NEWS
In the third stage of the Chopin Competition, participants are required to perform a selected complete opus of mazurkas – their choice relatively often falls on Opus 33, written between 1836 and 1838. Chopin’s intriguing instructions regarding the nature and manner of performing two miniatures from this collection have survived. One of the composer’s most talented students, Princess Marcelina Czartoryska, spoke to Aleksander Michałowski about the third in the opus, the Mazurka in D major: ‘Despite her advanced years, Princess Czartoryska gave in to my pleas and played a few Mazurkas, among others the well-known Mazurka in D major. I was struck by the way she interpreted its main theme. At first, she played it in a brash, forthright way, with no subtlety of nuance. It was only towards the end of the piece, at the theme’s second appearance [bar 74 to the end], that she played it with a soft, caressing touch, utterly subtle and refined. When I asked her about this contrasting treatment, she replied that Chopin had taught it to her that way: in this piece he wanted to present the contrast between the “tavern” and the “salon”. That was why he wanted the same melody played so differently: at the beginning it was to evoke the popular atmosphere of the tavern, and, towards the end, the refinement of the salons…’

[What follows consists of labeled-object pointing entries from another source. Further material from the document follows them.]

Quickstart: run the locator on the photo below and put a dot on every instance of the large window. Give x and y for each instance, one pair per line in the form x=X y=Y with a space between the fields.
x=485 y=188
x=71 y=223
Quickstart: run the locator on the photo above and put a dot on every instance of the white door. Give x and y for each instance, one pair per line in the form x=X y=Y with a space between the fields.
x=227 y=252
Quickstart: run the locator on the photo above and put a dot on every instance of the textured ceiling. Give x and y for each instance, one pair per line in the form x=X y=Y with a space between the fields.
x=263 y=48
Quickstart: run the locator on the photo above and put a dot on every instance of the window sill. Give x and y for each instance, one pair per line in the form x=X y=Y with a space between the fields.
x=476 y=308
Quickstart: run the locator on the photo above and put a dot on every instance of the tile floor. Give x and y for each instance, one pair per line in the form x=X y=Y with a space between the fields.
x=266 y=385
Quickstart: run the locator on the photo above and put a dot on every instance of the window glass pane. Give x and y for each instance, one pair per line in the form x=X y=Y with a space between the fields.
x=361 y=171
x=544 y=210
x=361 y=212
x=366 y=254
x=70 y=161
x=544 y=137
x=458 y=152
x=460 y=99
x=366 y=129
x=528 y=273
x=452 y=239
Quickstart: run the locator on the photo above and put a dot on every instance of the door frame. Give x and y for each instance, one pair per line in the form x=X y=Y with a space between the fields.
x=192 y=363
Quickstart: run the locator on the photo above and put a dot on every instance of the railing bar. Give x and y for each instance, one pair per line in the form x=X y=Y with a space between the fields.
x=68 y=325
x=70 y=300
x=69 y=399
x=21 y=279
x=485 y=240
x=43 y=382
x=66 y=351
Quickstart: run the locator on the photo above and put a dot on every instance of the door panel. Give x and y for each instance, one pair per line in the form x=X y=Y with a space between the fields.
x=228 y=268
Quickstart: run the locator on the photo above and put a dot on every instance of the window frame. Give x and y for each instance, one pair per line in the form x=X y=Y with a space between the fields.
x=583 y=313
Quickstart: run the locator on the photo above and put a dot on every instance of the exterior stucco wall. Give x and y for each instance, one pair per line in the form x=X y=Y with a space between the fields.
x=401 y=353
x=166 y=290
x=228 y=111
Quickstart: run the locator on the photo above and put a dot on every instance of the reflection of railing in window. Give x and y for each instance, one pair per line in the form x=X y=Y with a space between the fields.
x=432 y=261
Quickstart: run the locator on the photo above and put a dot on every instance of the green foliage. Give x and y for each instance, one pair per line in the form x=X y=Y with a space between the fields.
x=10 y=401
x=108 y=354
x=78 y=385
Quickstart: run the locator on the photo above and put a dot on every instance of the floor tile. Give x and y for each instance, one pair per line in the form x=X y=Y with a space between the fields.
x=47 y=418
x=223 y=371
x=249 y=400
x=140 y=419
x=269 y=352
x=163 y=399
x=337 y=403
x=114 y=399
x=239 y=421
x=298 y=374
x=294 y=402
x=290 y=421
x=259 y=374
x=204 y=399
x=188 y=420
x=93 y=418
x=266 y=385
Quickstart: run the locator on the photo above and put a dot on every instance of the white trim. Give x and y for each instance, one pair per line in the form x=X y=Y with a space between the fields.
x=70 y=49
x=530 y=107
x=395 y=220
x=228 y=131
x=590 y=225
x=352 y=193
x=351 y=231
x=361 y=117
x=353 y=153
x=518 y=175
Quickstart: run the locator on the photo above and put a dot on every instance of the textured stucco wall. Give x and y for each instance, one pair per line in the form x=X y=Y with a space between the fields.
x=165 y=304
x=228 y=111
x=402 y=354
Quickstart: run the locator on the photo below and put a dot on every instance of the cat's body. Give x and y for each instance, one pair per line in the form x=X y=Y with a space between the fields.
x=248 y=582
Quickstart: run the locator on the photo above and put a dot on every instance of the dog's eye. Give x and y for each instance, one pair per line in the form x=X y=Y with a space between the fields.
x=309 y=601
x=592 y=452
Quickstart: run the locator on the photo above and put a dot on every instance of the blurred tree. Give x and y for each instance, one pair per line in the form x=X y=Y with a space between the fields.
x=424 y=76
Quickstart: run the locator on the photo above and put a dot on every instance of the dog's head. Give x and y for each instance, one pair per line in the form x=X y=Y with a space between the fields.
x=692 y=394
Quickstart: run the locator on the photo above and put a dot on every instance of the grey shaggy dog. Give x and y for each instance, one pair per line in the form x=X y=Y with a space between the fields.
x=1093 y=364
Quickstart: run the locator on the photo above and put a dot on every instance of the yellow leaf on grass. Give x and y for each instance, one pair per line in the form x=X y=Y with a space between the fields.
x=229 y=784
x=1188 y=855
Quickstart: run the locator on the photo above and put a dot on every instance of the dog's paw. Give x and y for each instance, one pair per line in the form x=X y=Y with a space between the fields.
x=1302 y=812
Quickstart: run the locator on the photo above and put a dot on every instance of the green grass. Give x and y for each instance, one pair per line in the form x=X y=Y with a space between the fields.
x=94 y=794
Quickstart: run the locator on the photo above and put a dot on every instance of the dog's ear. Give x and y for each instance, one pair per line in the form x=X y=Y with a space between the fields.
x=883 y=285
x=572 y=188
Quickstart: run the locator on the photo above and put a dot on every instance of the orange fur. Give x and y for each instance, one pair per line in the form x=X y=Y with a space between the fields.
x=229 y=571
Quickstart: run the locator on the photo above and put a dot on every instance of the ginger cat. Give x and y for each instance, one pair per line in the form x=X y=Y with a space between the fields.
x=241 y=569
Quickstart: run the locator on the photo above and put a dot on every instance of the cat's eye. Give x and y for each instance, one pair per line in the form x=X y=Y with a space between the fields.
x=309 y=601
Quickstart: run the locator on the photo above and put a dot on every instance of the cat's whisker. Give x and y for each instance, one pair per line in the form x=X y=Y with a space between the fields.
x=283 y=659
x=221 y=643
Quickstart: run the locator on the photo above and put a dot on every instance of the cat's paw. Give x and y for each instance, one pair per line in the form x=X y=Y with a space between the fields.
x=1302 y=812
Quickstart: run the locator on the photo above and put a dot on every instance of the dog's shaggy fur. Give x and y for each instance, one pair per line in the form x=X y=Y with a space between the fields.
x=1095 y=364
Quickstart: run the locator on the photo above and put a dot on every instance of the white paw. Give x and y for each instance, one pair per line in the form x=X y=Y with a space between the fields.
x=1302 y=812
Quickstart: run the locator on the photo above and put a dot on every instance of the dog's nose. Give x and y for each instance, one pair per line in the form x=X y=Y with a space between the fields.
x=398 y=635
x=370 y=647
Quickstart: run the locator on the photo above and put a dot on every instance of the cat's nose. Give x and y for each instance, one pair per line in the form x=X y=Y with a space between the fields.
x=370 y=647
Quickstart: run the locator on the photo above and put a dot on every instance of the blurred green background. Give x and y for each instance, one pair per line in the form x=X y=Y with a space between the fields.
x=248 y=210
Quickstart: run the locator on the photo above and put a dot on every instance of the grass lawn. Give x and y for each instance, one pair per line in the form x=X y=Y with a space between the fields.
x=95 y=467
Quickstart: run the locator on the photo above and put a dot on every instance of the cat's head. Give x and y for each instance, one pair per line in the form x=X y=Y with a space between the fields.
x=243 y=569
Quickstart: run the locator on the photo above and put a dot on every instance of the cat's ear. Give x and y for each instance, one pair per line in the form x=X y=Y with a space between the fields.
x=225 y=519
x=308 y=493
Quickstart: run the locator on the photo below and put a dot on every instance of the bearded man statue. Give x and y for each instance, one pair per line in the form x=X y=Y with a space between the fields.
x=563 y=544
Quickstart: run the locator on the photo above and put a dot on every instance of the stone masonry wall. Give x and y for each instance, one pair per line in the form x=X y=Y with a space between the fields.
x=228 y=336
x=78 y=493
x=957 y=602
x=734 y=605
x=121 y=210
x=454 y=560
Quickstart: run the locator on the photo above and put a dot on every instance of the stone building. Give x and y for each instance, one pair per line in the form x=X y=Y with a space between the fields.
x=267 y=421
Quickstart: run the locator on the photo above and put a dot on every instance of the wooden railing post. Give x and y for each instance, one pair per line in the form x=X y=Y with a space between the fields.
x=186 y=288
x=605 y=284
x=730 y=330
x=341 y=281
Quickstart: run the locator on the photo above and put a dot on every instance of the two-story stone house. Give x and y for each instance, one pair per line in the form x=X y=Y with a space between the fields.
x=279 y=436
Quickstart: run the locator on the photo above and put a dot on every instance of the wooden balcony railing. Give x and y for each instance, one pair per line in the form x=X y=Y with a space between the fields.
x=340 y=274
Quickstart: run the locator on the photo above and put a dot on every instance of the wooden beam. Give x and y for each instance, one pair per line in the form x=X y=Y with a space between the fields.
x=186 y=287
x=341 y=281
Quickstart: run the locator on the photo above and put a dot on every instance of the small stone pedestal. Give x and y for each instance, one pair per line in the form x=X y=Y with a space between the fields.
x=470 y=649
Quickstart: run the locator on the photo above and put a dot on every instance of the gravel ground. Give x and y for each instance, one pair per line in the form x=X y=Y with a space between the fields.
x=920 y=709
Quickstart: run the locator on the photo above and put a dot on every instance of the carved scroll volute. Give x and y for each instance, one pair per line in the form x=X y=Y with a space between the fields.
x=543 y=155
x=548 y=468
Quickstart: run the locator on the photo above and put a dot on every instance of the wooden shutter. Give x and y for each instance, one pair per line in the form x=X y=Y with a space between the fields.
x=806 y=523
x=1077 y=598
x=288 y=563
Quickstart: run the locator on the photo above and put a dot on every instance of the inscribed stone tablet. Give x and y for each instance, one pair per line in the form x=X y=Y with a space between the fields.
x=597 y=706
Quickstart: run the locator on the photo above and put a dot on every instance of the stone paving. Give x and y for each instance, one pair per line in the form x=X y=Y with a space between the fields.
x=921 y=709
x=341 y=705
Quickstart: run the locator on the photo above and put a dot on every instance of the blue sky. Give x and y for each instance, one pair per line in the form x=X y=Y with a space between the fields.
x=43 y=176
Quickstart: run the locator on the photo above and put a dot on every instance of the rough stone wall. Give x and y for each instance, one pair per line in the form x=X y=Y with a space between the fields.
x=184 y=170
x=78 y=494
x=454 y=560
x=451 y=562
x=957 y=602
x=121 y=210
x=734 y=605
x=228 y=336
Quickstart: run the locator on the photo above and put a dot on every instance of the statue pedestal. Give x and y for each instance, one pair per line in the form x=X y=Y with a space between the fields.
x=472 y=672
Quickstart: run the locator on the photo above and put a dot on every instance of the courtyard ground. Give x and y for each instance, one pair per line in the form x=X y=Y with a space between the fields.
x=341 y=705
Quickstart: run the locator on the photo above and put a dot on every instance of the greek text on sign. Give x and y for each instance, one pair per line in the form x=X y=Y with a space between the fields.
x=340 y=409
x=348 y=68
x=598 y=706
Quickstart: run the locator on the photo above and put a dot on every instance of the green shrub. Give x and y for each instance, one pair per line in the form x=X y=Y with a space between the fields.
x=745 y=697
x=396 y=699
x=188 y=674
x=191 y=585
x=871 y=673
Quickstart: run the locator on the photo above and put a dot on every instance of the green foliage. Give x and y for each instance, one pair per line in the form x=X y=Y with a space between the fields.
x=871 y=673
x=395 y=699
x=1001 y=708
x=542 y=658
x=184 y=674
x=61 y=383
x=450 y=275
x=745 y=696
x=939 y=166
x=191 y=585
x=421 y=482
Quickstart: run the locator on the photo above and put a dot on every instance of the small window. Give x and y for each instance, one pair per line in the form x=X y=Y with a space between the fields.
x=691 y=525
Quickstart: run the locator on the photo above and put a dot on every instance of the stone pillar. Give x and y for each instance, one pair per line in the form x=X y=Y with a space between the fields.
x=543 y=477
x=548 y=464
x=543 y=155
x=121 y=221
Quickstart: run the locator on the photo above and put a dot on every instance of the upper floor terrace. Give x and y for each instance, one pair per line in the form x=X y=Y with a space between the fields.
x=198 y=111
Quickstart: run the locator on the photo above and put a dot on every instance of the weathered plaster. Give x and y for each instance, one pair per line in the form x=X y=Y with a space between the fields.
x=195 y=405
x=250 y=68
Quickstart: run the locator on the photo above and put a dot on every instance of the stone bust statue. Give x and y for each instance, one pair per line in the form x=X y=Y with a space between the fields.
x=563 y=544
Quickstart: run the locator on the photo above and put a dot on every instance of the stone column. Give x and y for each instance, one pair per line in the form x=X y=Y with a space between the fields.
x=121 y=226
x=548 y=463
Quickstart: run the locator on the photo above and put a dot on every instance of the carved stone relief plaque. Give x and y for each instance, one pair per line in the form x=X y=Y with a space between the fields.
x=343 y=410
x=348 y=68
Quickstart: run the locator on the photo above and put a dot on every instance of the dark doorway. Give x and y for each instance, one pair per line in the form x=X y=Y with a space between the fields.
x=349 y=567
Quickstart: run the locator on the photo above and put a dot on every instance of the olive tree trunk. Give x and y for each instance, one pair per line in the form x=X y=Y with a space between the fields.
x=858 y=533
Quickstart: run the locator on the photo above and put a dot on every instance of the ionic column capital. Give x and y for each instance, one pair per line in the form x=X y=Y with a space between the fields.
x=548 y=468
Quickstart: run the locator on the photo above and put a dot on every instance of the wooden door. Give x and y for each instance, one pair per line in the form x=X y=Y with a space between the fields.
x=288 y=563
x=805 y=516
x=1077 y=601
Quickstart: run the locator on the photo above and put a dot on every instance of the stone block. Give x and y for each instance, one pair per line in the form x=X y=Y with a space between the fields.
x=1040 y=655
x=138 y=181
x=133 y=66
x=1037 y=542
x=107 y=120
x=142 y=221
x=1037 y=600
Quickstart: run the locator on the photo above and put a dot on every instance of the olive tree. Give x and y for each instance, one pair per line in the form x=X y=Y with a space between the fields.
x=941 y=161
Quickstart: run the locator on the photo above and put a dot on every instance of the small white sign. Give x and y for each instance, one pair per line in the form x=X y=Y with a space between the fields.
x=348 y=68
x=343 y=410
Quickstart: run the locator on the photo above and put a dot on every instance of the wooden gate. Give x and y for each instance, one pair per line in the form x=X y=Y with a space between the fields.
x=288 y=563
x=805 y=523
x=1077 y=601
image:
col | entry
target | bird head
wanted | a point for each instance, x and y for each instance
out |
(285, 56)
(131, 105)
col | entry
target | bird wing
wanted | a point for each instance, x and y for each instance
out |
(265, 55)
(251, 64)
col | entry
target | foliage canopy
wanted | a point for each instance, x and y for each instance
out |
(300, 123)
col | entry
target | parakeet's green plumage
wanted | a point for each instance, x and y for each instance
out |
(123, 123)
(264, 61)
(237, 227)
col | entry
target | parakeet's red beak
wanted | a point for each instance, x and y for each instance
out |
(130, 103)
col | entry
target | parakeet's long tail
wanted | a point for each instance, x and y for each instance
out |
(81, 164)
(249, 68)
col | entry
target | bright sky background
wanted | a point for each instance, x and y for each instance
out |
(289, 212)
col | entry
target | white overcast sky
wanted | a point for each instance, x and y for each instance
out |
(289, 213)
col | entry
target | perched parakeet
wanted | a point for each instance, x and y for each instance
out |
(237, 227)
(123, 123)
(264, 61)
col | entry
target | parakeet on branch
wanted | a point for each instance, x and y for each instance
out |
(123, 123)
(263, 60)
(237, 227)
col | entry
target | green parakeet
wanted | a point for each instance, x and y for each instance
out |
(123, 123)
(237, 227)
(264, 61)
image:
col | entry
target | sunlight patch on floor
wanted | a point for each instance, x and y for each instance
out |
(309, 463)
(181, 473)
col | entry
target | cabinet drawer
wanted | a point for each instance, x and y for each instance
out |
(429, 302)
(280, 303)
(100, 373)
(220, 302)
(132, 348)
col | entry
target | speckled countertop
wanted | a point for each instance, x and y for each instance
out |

Whereas Wilhelm von Lenz made a very interesting note about the fourth mazurka, in the key of B minor: ‘This piece is a Ballade in all but name. Chopin himself taught it as such, stressing the narrative character of this highly developed piece, with its ravishing trio [B major: bars 129ff]. At the end a bell tolls a heavy bass carillon G–C–G–C – and the sudden arrival of the final chords sweeps away the cohort of ghosts, Chopin would say.’